StrengthFinance as a moat, not just a product

By lending against grain the Group already stores (warehouse-receipt and commodity-backed finance), TerraVanta converts its physical infrastructure into a credit-risk advantage: collateral is under its own control, visibility of the farmer’s production is high, and recovery is more certain than for unsecured lenders. This is the core reason integrated agri-platforms out-earn stand-alone lenders.

3.4 Addressable market

We frame TerraVanta’s opportunity as a conventional TAM–SAM–SOM funnel, sized from the indicators above and focused on the Phase-1 Southern African footprint. The total value chain across the region is large; the serviceable market relevant to the Group’s divisions, grain handling, mechanisation, inputs and agri-finance, is a substantial subset; and the Group’s Year-5 obtainable share is a disciplined fraction of that.

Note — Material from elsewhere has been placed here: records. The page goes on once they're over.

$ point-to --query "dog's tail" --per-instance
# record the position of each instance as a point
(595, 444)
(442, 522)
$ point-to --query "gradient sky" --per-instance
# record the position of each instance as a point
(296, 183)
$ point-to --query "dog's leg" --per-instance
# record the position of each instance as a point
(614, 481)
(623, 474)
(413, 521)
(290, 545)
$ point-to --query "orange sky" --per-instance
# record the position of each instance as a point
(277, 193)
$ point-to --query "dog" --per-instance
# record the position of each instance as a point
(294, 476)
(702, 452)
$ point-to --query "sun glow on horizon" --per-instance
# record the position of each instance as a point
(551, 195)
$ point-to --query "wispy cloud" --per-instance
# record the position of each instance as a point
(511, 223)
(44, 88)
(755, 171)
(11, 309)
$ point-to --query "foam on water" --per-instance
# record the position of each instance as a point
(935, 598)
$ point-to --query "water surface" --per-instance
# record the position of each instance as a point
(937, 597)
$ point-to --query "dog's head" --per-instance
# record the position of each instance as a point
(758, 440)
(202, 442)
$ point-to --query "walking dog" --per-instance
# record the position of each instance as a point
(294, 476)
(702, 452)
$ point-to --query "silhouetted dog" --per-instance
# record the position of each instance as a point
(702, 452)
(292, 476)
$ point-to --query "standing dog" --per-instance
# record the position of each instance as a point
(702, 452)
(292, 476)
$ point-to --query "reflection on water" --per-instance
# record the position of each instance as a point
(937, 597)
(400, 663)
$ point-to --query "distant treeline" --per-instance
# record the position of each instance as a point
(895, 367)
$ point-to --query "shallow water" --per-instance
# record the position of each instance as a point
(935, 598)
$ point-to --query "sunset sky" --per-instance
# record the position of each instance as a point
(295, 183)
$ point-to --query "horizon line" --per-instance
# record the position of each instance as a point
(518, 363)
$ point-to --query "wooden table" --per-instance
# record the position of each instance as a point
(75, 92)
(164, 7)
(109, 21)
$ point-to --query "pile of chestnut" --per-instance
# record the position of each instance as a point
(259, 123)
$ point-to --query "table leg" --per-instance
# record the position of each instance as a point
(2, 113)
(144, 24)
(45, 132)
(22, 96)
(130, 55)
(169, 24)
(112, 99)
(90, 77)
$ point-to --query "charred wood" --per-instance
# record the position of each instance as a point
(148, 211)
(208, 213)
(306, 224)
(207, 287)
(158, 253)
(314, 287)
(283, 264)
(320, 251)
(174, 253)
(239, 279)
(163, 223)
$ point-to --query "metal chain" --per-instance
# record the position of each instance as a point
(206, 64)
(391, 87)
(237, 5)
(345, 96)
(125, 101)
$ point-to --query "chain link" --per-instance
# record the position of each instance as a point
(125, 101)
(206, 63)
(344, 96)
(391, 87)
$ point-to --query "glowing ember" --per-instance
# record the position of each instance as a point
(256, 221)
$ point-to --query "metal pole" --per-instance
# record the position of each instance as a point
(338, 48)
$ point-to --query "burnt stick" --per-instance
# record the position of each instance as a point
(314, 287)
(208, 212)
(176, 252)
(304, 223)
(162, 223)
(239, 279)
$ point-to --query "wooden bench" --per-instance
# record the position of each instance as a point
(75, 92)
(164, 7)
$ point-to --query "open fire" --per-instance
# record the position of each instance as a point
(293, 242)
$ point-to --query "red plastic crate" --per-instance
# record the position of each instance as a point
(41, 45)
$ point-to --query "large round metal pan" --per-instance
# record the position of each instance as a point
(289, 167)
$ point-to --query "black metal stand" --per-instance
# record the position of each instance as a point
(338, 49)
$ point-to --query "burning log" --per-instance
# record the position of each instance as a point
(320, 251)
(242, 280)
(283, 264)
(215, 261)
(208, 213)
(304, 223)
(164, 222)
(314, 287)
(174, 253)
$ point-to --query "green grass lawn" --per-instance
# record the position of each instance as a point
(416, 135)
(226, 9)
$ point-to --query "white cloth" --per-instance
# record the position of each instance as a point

Figure 5 Illustrative addressable-market funnel (Southern Africa).

Market layer

Definition

Size (US$bn)

TAM

Southern African agricultural value chain

95.0

SAM

Grain handling, mechanisation, inputs & agri-finance

34.0

SOM

Phase-1 obtainable footprint by Year 5

3.5

At roughly US$850m of Year-5 revenue, TerraVanta would capture only a low-single-digit share of its serviceable market — a deliberately conservative penetration that leaves ample headroom for the Phase-2 and Phase-3 expansion beyond this plan. These figures are illustrative, constructed from the public indicators cited above to frame scale rather than to forecast market share, and should be read alongside the assumptions in Section 15.